I try to be the most modest and understated person I can be and let what little I produce speak for itself.
What makes me the best version of myself?
When I can look myself in the mirror and feel okay with how I have acted, I become the best version of myself. Sometimes that is an “aspirational” best version of myself because I know what I should but maybe am incapable of doing it.
What are my aspirations?
My last ten years have been spent struggling to understand and give people a language to integrate the horizontal and vertical axes of human relationships in order to describe the roles that siblings, other family members, and friends can play in our lives. I say struggling because, while I believe much can be done to integrate our understanding of these relationships into our lives, I just have not found that connection yet. And maybe, it is, as philosopher Ludwig Wittgenstein wrote, “The limits of my language are the limits on my world,” and I will never figure out a more complete integration of the two. Yet, the quest continues and I am annoyingly optimistic by nature.
My Biggest Success?
Starting with nothing on the page, doing research, and writing something that speaks to others.
My Most Challenging Moment?
At some point along the way, I have continuously come close to failing at almost every academic endeavor I have pursued: being tutored in high school chemistry and yet still getting all the proofs wrong; needing remedial writing help in high school and college; being told I was on the cusp of being removed from one graduate school because I had not progressed professionally enough; having to re-analyze data from my dissertation …yet hitting my stride academically in my mid-30s. Those experiences gave me compassion for others who are traveling a rocky academic trail.
Err on the side of love. Life is full of cusps when dealing with others. If you are in power and you can act punitively or compassionately and you are not sure which way is best, err on the side of compassion. If you are unsure what is being said to you, choose to interpret it in the best light and not the worst.
My Favorite People/Role Models?
Freeman Hrabowski, Jesse Harris, Carol Meyer – all influenced me professionally…they are/were: President of UMBC; dean of the UM School of Social Work; chair of my dissertation and the one who led me into academia…

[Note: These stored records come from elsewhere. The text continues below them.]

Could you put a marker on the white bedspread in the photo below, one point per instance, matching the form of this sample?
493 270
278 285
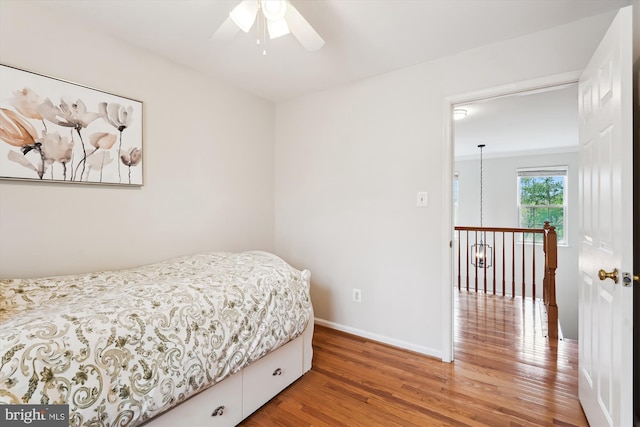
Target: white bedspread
122 346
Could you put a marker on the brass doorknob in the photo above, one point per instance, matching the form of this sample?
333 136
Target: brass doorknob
603 275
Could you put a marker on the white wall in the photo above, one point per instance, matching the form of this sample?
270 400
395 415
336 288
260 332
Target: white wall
350 160
208 159
499 210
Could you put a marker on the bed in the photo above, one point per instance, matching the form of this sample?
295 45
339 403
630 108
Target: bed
204 339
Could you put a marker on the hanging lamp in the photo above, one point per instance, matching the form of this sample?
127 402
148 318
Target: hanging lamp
482 252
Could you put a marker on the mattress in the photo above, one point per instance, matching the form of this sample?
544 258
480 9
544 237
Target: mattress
122 346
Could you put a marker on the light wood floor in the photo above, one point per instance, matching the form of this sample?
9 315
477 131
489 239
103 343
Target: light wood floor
505 374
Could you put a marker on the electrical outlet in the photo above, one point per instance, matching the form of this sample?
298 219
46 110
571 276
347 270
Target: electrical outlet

My Favorite Places/Destinations?
London – I understand the language (most of the time) and my parents, now deceased, enjoyed it so I feel I commune with them when I am there
9. My Favorite Products/Objects?
Guitars – I have been collecting and playing since 1965.
My Current Passions?
New research I am engaged in (with Michael Woolley) on in-laws. We have some great data and are learning a fabulous amount of new things about vertical and horizontal relationships. I still like watching youtube video of the reunion of my college band, the Kansas City Jammers!